In 2018, I had the privilege of serving as a juror for the Frontier Art Prize, which honored artists whose work embodied a pioneering spirit and addressed global challenges. That year the recipient was Tavares Strachan, an artist born in the Bahamas in 1979. From the moment I met him, I was struck by his capacity for world-building. I was particularly intrigued by the project he led with children in the Bahamas which connected imagination, research, and community. In many ways, the prize foreshadowed the expansive vision realized in his current exhibition, The Day Tomorrow Began, at the Los Angeles County Museum of Art.

The exhibition presents more than twenty works, including the evocative Six Thousand Years series, which documents thousands of forgotten or overlooked people, events, and stories. Across sculpture, painting, text, and music, Strachan creates immersive environments that blend everyday spaces with surreal landscapes. These works excavate histories often omitted from mainstream narratives, particularly those of the Black diaspora, inviting viewers to reconsider how we see, record, and honor the past. Investigating astronomy, climatology, and other scientific fields, Strachan tells stories of cultural displacement and societal change.
Science is both Strachan’s medium and subject. The Bahamas Air and Sea Exploration Center, which Strachan founded in 2008, exemplifies this approach on a community scale. It connects children to visiting artists and scientists through hands-on research—an early iteration of the investigative methods and environmental storytelling realized in Six Thousand Years.

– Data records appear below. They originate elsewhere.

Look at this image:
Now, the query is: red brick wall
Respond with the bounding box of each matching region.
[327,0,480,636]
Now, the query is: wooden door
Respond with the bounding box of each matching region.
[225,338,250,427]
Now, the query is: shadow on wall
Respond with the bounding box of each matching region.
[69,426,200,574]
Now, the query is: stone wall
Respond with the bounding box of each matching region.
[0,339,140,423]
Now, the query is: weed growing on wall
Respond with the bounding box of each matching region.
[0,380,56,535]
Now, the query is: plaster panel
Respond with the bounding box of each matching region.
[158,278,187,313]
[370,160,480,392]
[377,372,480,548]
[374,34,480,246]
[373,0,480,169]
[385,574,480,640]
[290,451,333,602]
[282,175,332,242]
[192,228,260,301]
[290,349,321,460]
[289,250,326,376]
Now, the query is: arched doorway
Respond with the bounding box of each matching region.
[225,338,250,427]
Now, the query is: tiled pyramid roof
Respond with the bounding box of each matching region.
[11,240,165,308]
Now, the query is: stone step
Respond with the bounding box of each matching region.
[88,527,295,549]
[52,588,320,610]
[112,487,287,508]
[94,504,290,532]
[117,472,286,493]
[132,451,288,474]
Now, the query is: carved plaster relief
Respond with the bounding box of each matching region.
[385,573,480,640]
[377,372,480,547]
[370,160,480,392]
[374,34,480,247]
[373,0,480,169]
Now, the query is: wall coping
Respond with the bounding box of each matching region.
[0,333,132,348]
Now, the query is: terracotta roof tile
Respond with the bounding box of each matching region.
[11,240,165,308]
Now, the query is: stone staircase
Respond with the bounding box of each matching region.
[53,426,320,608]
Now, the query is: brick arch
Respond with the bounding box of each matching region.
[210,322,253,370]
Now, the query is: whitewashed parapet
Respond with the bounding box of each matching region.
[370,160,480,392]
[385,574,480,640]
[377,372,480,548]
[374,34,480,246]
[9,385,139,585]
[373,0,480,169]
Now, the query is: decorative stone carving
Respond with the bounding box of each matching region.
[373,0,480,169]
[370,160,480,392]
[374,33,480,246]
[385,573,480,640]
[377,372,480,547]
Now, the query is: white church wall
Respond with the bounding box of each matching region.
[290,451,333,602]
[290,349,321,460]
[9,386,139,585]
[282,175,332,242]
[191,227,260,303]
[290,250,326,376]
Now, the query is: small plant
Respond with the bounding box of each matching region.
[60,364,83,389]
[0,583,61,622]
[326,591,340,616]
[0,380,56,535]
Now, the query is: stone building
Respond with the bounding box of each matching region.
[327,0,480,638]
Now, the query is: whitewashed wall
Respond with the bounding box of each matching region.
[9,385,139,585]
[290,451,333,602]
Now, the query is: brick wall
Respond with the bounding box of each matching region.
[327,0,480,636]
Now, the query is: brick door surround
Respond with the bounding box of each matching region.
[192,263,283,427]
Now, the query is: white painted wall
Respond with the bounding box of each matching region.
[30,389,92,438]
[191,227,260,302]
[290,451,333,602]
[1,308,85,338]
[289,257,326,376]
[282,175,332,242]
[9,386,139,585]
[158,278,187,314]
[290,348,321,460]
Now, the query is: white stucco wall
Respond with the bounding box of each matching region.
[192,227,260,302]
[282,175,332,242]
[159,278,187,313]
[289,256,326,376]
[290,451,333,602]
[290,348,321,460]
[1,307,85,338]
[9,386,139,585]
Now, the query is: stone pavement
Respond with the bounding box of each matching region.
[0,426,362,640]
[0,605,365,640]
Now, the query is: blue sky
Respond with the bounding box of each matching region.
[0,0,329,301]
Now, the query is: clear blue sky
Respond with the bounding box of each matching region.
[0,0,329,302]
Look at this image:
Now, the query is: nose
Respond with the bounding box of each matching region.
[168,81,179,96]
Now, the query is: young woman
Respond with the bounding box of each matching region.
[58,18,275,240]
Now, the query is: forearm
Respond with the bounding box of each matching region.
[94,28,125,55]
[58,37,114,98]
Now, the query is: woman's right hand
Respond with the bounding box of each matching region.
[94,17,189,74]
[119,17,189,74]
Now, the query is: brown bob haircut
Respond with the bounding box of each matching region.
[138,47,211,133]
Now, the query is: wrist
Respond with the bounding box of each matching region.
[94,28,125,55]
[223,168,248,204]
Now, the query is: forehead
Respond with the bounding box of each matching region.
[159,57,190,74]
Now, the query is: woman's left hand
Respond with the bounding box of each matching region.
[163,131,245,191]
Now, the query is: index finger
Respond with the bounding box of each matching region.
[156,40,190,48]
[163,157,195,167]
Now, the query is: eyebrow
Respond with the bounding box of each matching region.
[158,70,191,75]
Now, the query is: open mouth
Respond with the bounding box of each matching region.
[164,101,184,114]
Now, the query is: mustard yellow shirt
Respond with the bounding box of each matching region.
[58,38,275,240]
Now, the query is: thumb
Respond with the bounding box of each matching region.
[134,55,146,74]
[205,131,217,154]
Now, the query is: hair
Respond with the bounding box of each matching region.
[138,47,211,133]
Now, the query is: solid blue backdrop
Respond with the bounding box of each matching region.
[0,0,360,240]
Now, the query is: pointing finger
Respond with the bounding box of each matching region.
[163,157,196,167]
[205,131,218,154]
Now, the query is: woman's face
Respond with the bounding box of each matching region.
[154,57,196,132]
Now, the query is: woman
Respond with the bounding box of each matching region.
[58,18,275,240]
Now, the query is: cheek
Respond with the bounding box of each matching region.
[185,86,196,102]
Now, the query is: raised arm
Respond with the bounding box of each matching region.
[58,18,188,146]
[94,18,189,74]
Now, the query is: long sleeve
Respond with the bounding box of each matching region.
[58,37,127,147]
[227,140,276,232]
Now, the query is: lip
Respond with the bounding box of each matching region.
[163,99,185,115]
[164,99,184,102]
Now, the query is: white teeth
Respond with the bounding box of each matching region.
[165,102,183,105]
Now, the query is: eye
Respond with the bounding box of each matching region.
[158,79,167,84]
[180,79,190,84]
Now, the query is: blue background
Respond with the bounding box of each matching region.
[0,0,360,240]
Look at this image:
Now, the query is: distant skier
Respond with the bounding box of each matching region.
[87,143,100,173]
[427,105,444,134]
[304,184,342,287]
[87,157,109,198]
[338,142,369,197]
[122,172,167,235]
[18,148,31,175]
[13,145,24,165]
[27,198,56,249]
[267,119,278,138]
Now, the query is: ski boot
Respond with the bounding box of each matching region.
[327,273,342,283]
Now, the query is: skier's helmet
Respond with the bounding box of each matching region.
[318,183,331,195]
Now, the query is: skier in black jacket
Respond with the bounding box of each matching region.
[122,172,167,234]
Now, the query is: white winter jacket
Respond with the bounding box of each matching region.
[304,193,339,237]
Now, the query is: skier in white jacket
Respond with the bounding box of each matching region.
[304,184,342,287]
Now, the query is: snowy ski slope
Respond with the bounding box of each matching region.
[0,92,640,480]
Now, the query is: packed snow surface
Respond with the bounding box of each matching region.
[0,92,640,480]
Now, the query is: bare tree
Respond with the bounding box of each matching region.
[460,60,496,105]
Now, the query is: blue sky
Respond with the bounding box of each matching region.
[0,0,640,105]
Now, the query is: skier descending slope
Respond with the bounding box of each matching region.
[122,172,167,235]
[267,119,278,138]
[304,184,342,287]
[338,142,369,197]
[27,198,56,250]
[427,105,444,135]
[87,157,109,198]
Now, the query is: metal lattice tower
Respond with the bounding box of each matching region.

Visitors to the exhibition, curated by Diana Nawi, encounter spaces where history, science, and artistic experimentation converge, experiences that challenge perception and spark curiosity. The Day Tomorrow Began affirms the spirit once celebrated by the Frontier Art Prize: a vision of interdisciplinary creativity and the power of art and science to illuminate histories, communities, and possibilities often overlooked.